I compared your patch to the data in https://ssl.icu-project.org/trac/browser/icu/tags/release-58-1/source/data/coll/se.txt and it looks like the letter 'Ǥ' (G with stroke) is missing from the patch. Is this intentional? (According to https://en.wikipedia.org/wiki/G_with_stroke it "has been used to write Northern Sami (in an old orthography)").

(Added 'Ǥ' after 'Ǧ' to the patch, per IRC conversation with Jon.)

@jhsoby-WMNO: That's correct. Even though MediaWiki now supports collation for Northern Sami, the Wikimedia production servers don't. The steps for that to happen are:

  • Get it added into ICU library (done)
  • Wait for a new version of the PHP intl extension that has the new ICU code in it
  • Upgrade PHP on the Wikimedia production servers

Unfortunately, the last two steps may take several years.
In the meantime, I would recommend switching to uca-default-u-kn. Right now it is still defaulting to uppercase.

For reference we are probably planning to upgrade libicu 57 sometime in the next several months. See T177498

Ü and Ű are also missing, although I have no idea if they're actually useful.

Ü and Ű are also missing, although I have no idea if they're actually useful.

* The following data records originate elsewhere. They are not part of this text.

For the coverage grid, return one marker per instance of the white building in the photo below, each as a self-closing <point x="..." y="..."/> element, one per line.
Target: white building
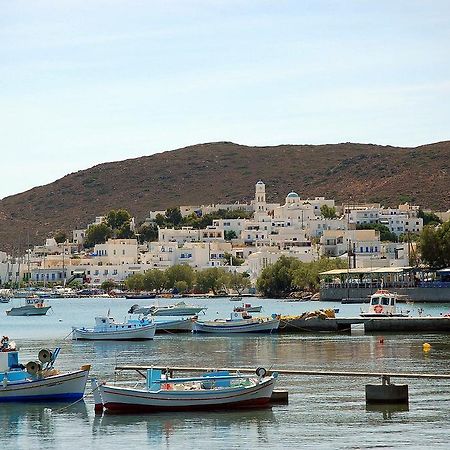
<point x="117" y="251"/>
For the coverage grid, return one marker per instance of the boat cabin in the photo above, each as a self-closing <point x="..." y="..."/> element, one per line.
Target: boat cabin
<point x="382" y="303"/>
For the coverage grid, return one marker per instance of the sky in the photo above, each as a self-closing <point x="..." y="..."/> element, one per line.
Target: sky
<point x="85" y="82"/>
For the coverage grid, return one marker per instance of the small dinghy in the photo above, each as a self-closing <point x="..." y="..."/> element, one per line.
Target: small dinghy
<point x="238" y="323"/>
<point x="37" y="380"/>
<point x="34" y="306"/>
<point x="210" y="391"/>
<point x="248" y="308"/>
<point x="106" y="328"/>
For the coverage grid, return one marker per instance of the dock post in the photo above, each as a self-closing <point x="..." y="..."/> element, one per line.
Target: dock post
<point x="387" y="392"/>
<point x="280" y="397"/>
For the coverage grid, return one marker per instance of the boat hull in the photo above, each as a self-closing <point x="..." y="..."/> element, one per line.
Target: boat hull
<point x="174" y="326"/>
<point x="69" y="386"/>
<point x="176" y="312"/>
<point x="118" y="399"/>
<point x="267" y="326"/>
<point x="28" y="311"/>
<point x="141" y="333"/>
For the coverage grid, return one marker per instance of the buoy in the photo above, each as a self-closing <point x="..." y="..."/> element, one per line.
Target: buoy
<point x="426" y="347"/>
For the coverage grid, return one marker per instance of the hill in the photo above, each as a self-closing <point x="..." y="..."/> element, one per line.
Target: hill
<point x="227" y="172"/>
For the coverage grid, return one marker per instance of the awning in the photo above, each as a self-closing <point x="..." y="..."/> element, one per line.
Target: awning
<point x="376" y="270"/>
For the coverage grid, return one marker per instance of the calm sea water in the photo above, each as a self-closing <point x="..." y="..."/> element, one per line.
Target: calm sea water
<point x="323" y="412"/>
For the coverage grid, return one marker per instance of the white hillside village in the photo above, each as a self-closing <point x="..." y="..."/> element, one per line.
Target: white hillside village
<point x="297" y="228"/>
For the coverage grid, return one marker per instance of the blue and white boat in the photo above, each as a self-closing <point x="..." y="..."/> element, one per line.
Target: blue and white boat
<point x="174" y="325"/>
<point x="106" y="328"/>
<point x="238" y="323"/>
<point x="210" y="391"/>
<point x="37" y="380"/>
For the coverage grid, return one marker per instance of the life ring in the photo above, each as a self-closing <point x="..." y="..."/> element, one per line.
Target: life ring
<point x="261" y="372"/>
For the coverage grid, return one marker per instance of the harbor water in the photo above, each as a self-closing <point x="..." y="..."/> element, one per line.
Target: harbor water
<point x="323" y="412"/>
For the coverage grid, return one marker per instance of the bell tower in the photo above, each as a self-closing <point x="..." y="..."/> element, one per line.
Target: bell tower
<point x="260" y="197"/>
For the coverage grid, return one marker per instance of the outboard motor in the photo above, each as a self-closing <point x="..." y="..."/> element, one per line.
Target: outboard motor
<point x="133" y="308"/>
<point x="45" y="355"/>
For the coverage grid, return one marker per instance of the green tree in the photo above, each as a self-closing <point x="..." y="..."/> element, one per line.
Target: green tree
<point x="277" y="280"/>
<point x="135" y="282"/>
<point x="117" y="219"/>
<point x="329" y="212"/>
<point x="306" y="276"/>
<point x="97" y="234"/>
<point x="148" y="232"/>
<point x="154" y="280"/>
<point x="385" y="233"/>
<point x="180" y="272"/>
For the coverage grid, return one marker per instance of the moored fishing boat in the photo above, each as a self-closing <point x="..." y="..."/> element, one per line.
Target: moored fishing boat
<point x="106" y="328"/>
<point x="178" y="309"/>
<point x="238" y="323"/>
<point x="210" y="391"/>
<point x="248" y="308"/>
<point x="32" y="307"/>
<point x="37" y="380"/>
<point x="182" y="325"/>
<point x="383" y="304"/>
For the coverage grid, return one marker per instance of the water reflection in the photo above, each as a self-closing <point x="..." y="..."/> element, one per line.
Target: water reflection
<point x="387" y="410"/>
<point x="170" y="428"/>
<point x="38" y="419"/>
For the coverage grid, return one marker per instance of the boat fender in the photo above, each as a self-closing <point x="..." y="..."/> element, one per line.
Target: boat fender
<point x="45" y="355"/>
<point x="261" y="372"/>
<point x="33" y="367"/>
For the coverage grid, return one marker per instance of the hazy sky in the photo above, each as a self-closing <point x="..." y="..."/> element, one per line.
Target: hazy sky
<point x="90" y="81"/>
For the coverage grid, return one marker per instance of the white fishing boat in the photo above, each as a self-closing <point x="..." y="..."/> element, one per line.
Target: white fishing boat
<point x="32" y="307"/>
<point x="383" y="304"/>
<point x="238" y="323"/>
<point x="182" y="325"/>
<point x="106" y="328"/>
<point x="37" y="380"/>
<point x="178" y="309"/>
<point x="248" y="308"/>
<point x="210" y="391"/>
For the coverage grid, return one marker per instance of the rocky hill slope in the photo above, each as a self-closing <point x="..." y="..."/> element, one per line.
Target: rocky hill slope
<point x="227" y="172"/>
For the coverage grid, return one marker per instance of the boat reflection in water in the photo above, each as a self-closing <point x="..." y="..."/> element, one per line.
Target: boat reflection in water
<point x="387" y="410"/>
<point x="165" y="428"/>
<point x="44" y="418"/>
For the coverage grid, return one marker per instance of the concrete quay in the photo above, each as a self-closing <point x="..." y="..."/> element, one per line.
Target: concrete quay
<point x="414" y="294"/>
<point x="381" y="324"/>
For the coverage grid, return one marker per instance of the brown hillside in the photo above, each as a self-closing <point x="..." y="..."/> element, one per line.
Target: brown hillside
<point x="227" y="172"/>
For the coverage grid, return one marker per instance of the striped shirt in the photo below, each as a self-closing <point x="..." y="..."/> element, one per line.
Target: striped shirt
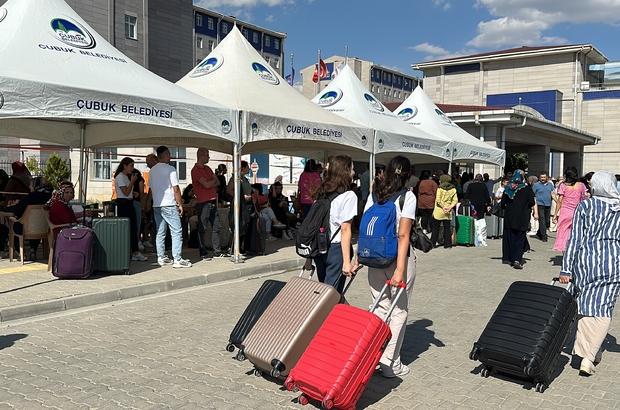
<point x="592" y="257"/>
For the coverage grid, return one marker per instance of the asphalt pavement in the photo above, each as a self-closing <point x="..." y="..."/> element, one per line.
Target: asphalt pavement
<point x="166" y="348"/>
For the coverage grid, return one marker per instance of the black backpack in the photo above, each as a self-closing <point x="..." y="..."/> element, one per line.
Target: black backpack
<point x="306" y="244"/>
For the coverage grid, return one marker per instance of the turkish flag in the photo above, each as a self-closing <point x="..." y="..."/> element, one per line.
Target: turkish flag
<point x="315" y="76"/>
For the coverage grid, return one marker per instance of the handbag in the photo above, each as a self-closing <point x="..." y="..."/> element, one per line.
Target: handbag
<point x="418" y="238"/>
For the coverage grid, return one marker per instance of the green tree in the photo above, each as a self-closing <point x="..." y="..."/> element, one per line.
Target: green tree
<point x="516" y="161"/>
<point x="57" y="171"/>
<point x="33" y="166"/>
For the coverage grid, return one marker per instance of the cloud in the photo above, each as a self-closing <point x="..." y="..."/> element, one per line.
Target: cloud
<point x="523" y="22"/>
<point x="437" y="52"/>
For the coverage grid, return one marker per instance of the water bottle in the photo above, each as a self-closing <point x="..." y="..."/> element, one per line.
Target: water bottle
<point x="322" y="241"/>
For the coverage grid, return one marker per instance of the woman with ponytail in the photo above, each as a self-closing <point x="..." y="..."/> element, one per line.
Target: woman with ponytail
<point x="402" y="270"/>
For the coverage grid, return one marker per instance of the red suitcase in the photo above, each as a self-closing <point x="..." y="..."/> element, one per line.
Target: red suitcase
<point x="338" y="363"/>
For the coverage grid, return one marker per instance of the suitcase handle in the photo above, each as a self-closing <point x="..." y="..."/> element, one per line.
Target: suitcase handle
<point x="402" y="287"/>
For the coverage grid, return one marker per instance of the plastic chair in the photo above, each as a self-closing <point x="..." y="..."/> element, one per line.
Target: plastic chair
<point x="50" y="238"/>
<point x="34" y="226"/>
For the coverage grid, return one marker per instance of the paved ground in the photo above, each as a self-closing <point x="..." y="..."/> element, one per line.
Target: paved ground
<point x="166" y="351"/>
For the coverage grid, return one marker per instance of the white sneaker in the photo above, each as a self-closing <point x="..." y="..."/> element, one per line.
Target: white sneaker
<point x="182" y="263"/>
<point x="164" y="261"/>
<point x="139" y="257"/>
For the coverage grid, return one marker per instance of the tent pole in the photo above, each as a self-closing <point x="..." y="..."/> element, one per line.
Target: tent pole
<point x="237" y="175"/>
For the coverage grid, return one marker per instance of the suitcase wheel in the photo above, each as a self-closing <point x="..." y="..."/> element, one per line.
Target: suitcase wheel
<point x="541" y="387"/>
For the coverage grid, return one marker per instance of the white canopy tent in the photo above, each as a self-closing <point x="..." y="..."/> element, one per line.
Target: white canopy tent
<point x="347" y="97"/>
<point x="419" y="111"/>
<point x="61" y="82"/>
<point x="276" y="118"/>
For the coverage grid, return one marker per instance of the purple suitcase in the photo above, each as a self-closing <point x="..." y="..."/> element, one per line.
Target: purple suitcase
<point x="73" y="253"/>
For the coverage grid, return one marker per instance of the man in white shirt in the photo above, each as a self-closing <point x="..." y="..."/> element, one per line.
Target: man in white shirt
<point x="168" y="208"/>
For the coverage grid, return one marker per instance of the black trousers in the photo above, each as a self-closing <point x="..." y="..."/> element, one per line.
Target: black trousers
<point x="447" y="232"/>
<point x="513" y="245"/>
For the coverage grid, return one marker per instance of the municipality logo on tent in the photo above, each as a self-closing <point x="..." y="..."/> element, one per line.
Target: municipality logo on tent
<point x="375" y="104"/>
<point x="72" y="33"/>
<point x="330" y="98"/>
<point x="408" y="113"/>
<point x="265" y="74"/>
<point x="208" y="66"/>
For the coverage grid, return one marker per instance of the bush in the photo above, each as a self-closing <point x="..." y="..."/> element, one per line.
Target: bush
<point x="57" y="171"/>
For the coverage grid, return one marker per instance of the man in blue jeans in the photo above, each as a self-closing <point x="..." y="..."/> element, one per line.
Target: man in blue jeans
<point x="168" y="208"/>
<point x="205" y="187"/>
<point x="543" y="189"/>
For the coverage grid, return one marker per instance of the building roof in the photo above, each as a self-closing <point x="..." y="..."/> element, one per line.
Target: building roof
<point x="447" y="108"/>
<point x="519" y="52"/>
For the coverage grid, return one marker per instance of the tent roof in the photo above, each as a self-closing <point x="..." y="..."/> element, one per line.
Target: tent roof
<point x="419" y="111"/>
<point x="57" y="70"/>
<point x="347" y="97"/>
<point x="277" y="118"/>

Those are secondary differences though, as indicated by <<:

	                "&y<<ü"
	                "<<<Ü<<ű"
	                "<<<Ű"

This means that the characters 'Y', 'Ü', 'Ű' should be considered the same when sorting, except as a tiebreaker if the words would otherwise be considered identical. They would all be placed under the heading for 'Y'. But our CustomUppercaseCollation has no support for secondary differences, only primary :(

@matmarex: I'm glad you remember how to read these files! I always forget.

To be honest I'm not sure what the rest of the syntax, other than <, << and <<<, means ;)

Change 396007 merged by jenkins-bot:
[mediawiki/core@master] Add custom collation for Northern Sami

https://gerrit.wikimedia.org/r/396007

Thanks for the help everyone! If I understand ReleaseTaggerBot correctly, this will be deployed to WMF wikis on December 14, so after that InitialiseSettings can be changed to set $wgCategoryCollation for sewiki to uppercase-se, yeah? If so I can add that to the SWAT immediately after the upgrade, unless that's too soon?

Change 396381 had a related patch set uploaded (by Jon Harald Søby; owner: Jon Harald Søby):
[operations/mediawiki-config@master] Set category collation for sewiki

https://gerrit.wikimedia.org/r/396381

Change 398388 had a related patch set uploaded (by Bartosz Dziewoński; owner: Jon Harald Søby):
[mediawiki/core@wmf/1.31.0-wmf.11] Add custom collation for Northern Sami

https://gerrit.wikimedia.org/r/398388

Change 396381 merged by jenkins-bot:
[operations/mediawiki-config@master] Set category collation for sewiki

https://gerrit.wikimedia.org/r/396381

Mentioned in SAL (#wikimedia-operations) [2017-12-15T00:14:13Z] <RoanKattouw> updateCollation.php finished on sewiki (T181503)

Change 398388 merged by jenkins-bot:
[mediawiki/core@wmf/1.31.0-wmf.11] Add custom collation for Northern Sami

https://gerrit.wikimedia.org/r/398388

jhsoby-WMNO closed this task as Resolved.Dec 15 2017, 12:35 AM
jhsoby-WMNO removed a project: Patch-For-Review.
jhsoby-WMNO moved this task from In progress to Done on the WMNO-Sami board.